The US military has halted the training of some members of the Afghan Local Police force for at least a month following a string of attacks on international forces by men in Afghan National Security Force uniforms.
Sunday’s announcement would affect about 1,000 new recruits to the ALP, a US-sponsored police force recruited to fight the Taliban and other armed groups in remote areas of the countryside in the Central Asian nation.
“The training of the ALP [Afghan Local Police] recruits has been paused while we go through this re-vetting process, to take a look at this process to see if there’s anything that we can improve,” Lieutenant Colonel John Harrell, a spokesman for US special operations forces in Afghanistan, said. “It may take a month, it may take two months, we don’t know.”
There have been 34 friendly fire attacks this year – at least 15 in August alone – that have killed 45 international troops.
The increase in insider attacks comes ahead of an October 2012 deadline to bring the ANSF to a 352,000-strong force and as Afghan forces have taken security responsibility for nearly 75 per cent of the country’s populated areas.
The International Security Assistance Force (ISAF) has promised to hand over full responsibility for the country’s security to Afghans by the end of 2014.
US and Afghan leaders fear the rise in attacks indicates that the Taliban has infiltrated the ranks of the military and police, while other analysts say deep grievances against the presence of foreign forces could be motivating police and others to attack their erstwhile allies.
Afghan Local Police forces that have already been trained will continue to operate, and the government will continue to recruit new members, Harrell said.
Colonel Tom Collins, a spokesman for ISAF, also said there was no set date for the training of the local police to resume.
“It will continue. It is not ended at all.

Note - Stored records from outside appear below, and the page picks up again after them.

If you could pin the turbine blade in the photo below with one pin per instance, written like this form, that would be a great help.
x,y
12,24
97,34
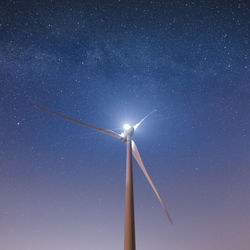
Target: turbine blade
x,y
142,120
137,157
106,131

After the 15th of September we restart,” Brigadier General Sayed Karim said.
At 16,000-strong, the Afghan Local Police have been accused of corruption and violence towards civilians.
The most recent insider attack took place last week when an Afghan army soldier turned his gun on Australian soldiers in southern Uruzgan province, killing three.
Nabi Misdaq, a veteran Afghan journalist, told Al Jazeera that the local police had mostly been drawn from the militias of influential warlords, and that the recruitment policy needed to be revised for both the police and the army.
“They have recruited the militias who have served their own warlords. Now when the Karzai government came, those warlords became ministers, they became ambassadors. They are still governors … so they shoved all those militias into the army,” he said.
“A lot of these people who are in the local police or the so-called national army, they know that the NATO and US forces will not be there forever. So they’ve got to make arrangements with the armed opposition … [because] they have to face them one day [when the foreign forces leave].
“I don’t think the recruitment was done on the right footing. The best thing for them to do now is … to trim this force of 350,000 to around 100,000 … at the moment there are lots of undesirable elements within the army and the police.”
Over the weekend, NATO and the office of Hamid Karzai, the Afghan president, presented two separate accounts of an operation carried out by Afghan and Australian troops to catch fighters responsible for a shooting in Uruzgan province.
In the attack, an Afghan soldier opened fire on Australian soldiers, killing three and wounding two, according to the Australian military. He later fled.
In a statement issued late Saturday, Karzai’s office condemned an operation by international troops to go after the shooter, describing it as unilateral and saying it resulted in the deaths of a 70-year-old man and his 30-year-old son.
Karzai’s office said the operation took place without the coordination or approval of provincial authorities and violated an agreement that calls on Afghan troops to lead night raids.
NATO responded by saying that Afghan officials approved and supported the strike.
Prior to the two most recent attacks, coalition authorities said they believed that 25 per cent of this year’s attacks had confirmed or suspected links to the Taliban, which sometimes has infiltrated the ranks of the Afghan army and police and in other cases is believed to have coerced or otherwise persuaded legitimate members of the Afghan forces to turn on their coalition partners.